At this point in the season we review each major conference team-by-team and ask what's how the campaign's faring thus far. We're also doing the ACC.
1. Virginia Tech. If the ACC were ancient Greece, Virginia Tech would be its Athens: a proud, functional state led by a charismatic enlightened leader which, from time to time, gets the plague, suffers damaging military defeats, and has long, punchless stretches on offense. This year's model varies slightly from the usual grappler/asphyxiator model Frank Beamer likes to trot out each year. The variations: an actual number one running back of productive nature in Ryan Williams, who takes back some of the yards given up on the other side by a rush defense that by Bud Foster's standards has spent as much time on her back as female British tourist on holiday.
The rogering has been harmless to this point, though. Tyrod Taylor has graduated from status as "ditzy, ADD-stricken scrambler of no effect" to "ditzy, sometimes fatally efficient ADD-stricken scrambler of note." Nebraska fans, look away, and the rest of you enjoy the fan screaming "Get rid of the ball you stupid piece of shi--" just at Taylor unleashes the winning throw.
VT is second in the ACC in passing efficiency thanks to the forceful run game and low red-zone percentages being put up by the defense, which is why they're lagging in total d, being (relatively) generous with yardage and stingy with points.
All you need to know about the ACC may be encapsulated in this factoid: The number one team for passing efficiency is Georgia Tech, meaning the conference remains a series of toddler offenses on tricycles jousting with with long plastic straws until someone gets poked in the eye and goes home.
The good news is that their only loss came to the number one team on our ballot, and they're number one in the league in punting average. Frank Beamer only cares about one of these when he goes home to relax by firing up the bellows, putting on his smithing gear, and cranking out his favorite Christmas gift, a pound of freshly hammered and cooled coat rack hooks. It's not the loss to Alabama, and we both know it.
(BTW: it sucks being friends with a blacksmith of limited skills. You think you're going to get a honed katana or some shit like that, but noooooo, it's all nails, fishhooks, and coat rack hooks for you. Um, we mean "Thanks for the eight pounds of crooked nails, Uncle Roy." )

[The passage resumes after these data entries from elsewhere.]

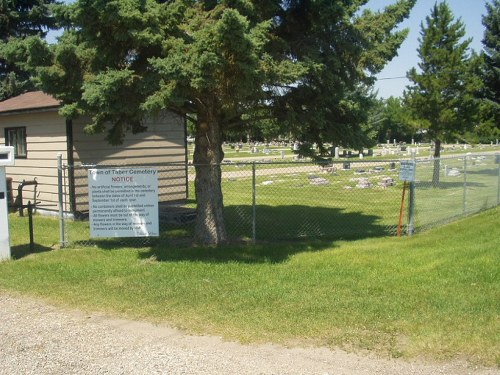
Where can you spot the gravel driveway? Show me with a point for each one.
(37, 338)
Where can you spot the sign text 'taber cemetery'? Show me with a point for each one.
(123, 202)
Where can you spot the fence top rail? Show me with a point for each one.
(281, 162)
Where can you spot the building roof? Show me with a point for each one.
(29, 101)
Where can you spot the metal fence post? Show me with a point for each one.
(465, 185)
(254, 211)
(62, 239)
(497, 157)
(411, 199)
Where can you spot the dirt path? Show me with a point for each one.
(37, 338)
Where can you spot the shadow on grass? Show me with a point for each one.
(20, 251)
(443, 185)
(485, 172)
(281, 232)
(247, 254)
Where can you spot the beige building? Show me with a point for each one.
(31, 123)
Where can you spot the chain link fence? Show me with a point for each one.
(267, 202)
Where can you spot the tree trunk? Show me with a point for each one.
(210, 228)
(437, 163)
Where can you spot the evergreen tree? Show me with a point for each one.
(20, 20)
(490, 107)
(442, 96)
(300, 63)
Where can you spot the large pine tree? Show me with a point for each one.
(442, 96)
(490, 106)
(20, 20)
(228, 63)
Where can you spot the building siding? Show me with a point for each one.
(45, 138)
(161, 146)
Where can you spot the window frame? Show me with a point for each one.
(20, 140)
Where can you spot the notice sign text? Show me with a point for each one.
(123, 202)
(407, 170)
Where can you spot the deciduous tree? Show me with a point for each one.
(303, 64)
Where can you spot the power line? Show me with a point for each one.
(386, 78)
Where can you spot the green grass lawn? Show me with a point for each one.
(433, 295)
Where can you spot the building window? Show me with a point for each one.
(16, 137)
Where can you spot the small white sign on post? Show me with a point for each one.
(407, 170)
(123, 202)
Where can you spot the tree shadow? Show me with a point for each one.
(281, 232)
(443, 185)
(21, 251)
(485, 172)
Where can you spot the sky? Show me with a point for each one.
(469, 11)
(389, 81)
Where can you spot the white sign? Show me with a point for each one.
(407, 170)
(123, 202)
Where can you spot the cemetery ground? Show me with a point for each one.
(433, 296)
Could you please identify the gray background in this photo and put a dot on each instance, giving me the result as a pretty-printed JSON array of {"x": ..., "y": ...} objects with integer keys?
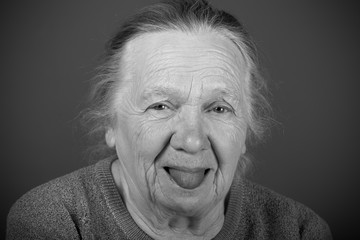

2. Miami. It's nice having the U kind of back, much like the world is cooler with actual live wolves and alligators thriving in the wild, as long as they don't run into your yard snatching children and jumping on your trampoline. They listen to Spongebob! They beat the hell out of Georgia Tech! They have the official endorsement of a squarepanted animated mogul!
The most colorful team in a league of blandishments certainly deserves a welcome back to the land of the living, and a customary lap dance/drink combo of their choice. (It will be thick Tisha over there, for sure, and the drink will be a mojito. ) Jacory Harris has been a revelation, and for the most part an icy, unflappable signal-caller and fashion icon all in one convenient, well-barbered package.